事業再構築補助金「労働者名簿」の作成方法・ポイントを解説!!

COLUMN お役立ちコラム

2025.11.21

事業再構築補助金

事業再構築補助金「労働者名簿」の作成方法・ポイントを解説!!

労働者名簿は事業再構築補助金の申請に必要な書類のうち、多くの不備が見られる書類の1つです。不備があると申請が通らない原因となるため、労働者名簿は正確に作成することが重要です。

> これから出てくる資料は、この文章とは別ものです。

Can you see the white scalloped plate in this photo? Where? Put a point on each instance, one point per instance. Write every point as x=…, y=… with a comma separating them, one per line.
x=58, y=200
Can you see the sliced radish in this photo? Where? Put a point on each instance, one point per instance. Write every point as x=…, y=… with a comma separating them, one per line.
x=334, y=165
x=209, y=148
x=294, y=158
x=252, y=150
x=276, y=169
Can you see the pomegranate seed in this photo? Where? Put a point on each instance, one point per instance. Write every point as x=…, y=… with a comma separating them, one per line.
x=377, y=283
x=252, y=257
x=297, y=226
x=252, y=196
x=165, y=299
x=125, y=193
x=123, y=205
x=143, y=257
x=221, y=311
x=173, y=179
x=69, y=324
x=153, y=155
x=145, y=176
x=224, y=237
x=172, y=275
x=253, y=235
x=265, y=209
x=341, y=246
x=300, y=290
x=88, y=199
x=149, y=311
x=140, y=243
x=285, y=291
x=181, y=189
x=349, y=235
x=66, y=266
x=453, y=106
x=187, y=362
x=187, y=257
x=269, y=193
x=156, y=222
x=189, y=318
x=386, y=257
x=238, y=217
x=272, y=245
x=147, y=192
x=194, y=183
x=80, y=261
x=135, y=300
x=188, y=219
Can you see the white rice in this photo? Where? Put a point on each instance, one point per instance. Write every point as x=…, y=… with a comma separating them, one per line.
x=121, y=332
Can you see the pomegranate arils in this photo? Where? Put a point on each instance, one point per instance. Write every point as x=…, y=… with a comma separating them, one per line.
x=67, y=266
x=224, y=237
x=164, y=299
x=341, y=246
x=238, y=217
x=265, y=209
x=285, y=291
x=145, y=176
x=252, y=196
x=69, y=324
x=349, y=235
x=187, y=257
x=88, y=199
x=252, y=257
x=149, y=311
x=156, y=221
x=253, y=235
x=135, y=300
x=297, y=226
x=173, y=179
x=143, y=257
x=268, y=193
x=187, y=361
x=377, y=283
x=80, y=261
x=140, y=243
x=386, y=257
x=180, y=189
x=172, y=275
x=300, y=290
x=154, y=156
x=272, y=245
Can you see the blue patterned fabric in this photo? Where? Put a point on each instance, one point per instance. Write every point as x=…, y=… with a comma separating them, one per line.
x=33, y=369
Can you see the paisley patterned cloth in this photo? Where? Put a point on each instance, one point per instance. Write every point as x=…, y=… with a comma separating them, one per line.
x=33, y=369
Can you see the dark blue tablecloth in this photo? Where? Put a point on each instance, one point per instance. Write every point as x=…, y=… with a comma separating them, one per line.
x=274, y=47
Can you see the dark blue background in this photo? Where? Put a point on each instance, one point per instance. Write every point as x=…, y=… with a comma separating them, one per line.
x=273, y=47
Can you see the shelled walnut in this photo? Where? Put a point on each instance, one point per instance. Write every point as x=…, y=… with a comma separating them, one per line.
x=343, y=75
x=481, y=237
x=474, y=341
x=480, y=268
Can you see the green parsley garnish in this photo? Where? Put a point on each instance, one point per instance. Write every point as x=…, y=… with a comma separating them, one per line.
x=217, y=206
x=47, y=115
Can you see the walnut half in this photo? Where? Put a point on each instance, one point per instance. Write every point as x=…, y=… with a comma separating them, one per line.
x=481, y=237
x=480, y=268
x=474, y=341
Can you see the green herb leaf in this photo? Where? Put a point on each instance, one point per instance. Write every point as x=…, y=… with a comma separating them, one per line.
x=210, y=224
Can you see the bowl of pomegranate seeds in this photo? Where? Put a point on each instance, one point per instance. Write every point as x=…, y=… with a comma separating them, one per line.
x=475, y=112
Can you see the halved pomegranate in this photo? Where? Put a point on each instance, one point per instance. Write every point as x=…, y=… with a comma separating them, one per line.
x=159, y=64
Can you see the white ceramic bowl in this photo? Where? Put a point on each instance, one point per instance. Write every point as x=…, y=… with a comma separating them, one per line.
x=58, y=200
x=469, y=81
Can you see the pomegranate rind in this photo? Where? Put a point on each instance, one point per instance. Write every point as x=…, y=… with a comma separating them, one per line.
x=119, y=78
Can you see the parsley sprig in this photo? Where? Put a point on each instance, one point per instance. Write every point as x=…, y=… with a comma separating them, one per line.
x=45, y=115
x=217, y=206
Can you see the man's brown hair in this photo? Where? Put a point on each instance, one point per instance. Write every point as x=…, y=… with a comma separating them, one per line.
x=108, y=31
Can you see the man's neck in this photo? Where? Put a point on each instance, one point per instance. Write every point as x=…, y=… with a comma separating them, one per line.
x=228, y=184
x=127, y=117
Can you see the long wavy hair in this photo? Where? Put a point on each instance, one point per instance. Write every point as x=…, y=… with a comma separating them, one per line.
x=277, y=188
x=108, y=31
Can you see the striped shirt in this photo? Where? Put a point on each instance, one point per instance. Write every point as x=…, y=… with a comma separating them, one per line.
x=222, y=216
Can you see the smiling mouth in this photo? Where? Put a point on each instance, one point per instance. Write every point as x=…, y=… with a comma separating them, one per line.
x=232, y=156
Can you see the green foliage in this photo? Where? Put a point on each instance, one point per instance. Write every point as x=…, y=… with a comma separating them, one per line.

そこで本記事では、事業再構築補助金の活用を検討している事業者向けに、労働者名簿の概要や必要なタイミング、労働者名簿の記載項目、記載の対象となる従業員、作成のポイントなどを解説します。

事業再構築補助金は終了、新たに『新事業進出補助金』が開始!

事業再構築補助金は、2025年の3月の第13回公募をもって公募が終了しました。

その後継制度として、 2025年4月より「新事業進出補助金」 が新たにスタートしました。

新事業進出補助金とは

新事業進出補助金は、企業の成長促進・生産性向上・賃上げの実現を後押しするため、中小企業が新事業に挑戦し、新しい市場への進出するための支援制度です。

例えば、
・これまで扱っていなかった製品分野への進出
・新たな顧客層・業界への展開

などの取り組みに対し、設備投資や販路開拓の費用を補助します。

新事業進出補助金と事業再構築補助金の違い

新事業進出補助金は、事業再構築補助金の後継として始まった補助金ですが、両者には様々な違いがあります。

以下に、簡単に違いをまとめました。

  新事業進出補助金 事業再構築補助金・成長分野進出枠(通常類型)
補助対象者 企業の成長・拡大に向けた新規事業への挑戦を行う中小企業等 ポストコロナに対応した、成長分野への大胆な事業再構築にこれから取り組んだり、国内市場縮小等の構造的な課題に直面している業種・業態の中小企業・中堅企業等
補助上限額 9,000万円 7,000万円
補助率 1/2 中小企業等:1/2(2/3)
中堅企業等:1/3(1/2)
基本要件 (1)新事業進出要件
(2)付加価値額要件
(3)賃上げ要件
(4)事業場内最賃水準要件
(5)ワークライフバランス要件
(6)金融機関要件
(1)事業再構築要件
(2)金融機関要件
(3)付加価値額要件
(4)給与総額増加要件かつ市場拡大要件または市場縮小要件
補助事業期間 交付決定日から14ヶ月以内 交付決定日から12 か月以内
補助対象経費 機械装置・システム構築費、建物費、運搬費、技術導入費、知的財産権等関連経費、外注費、専門家経費、クラウドサービス利用費、広告宣伝・販売促進費 建物費、機械装置・システム構築費(リース料を含む)、技術導入費、専門 家経費、運搬費、クラウドサービス利用費、外注費、知的財産権等関連経費、 広告宣伝・販売促進費、研修費、廃業費

事業再構築補助金の採択者は新事業進出補助金を申請できる?

新事業進出補助金では、次のいずれかに該当する事業者は補助対象外となります。

・申請締切日を起点として過去16か月以内に、事業再構築補助金の補助金交付候補者として採択された事業者(採択辞退者を除く)
・申請締切日時点で、事業再構築補助金の交付決定を受けて補助事業を実施中の事業者

ただし、上記に該当しない場合は、事業再構築補助金に採択された実績があっても、新事業進出補助金の要件を満たすことで申請が可能です。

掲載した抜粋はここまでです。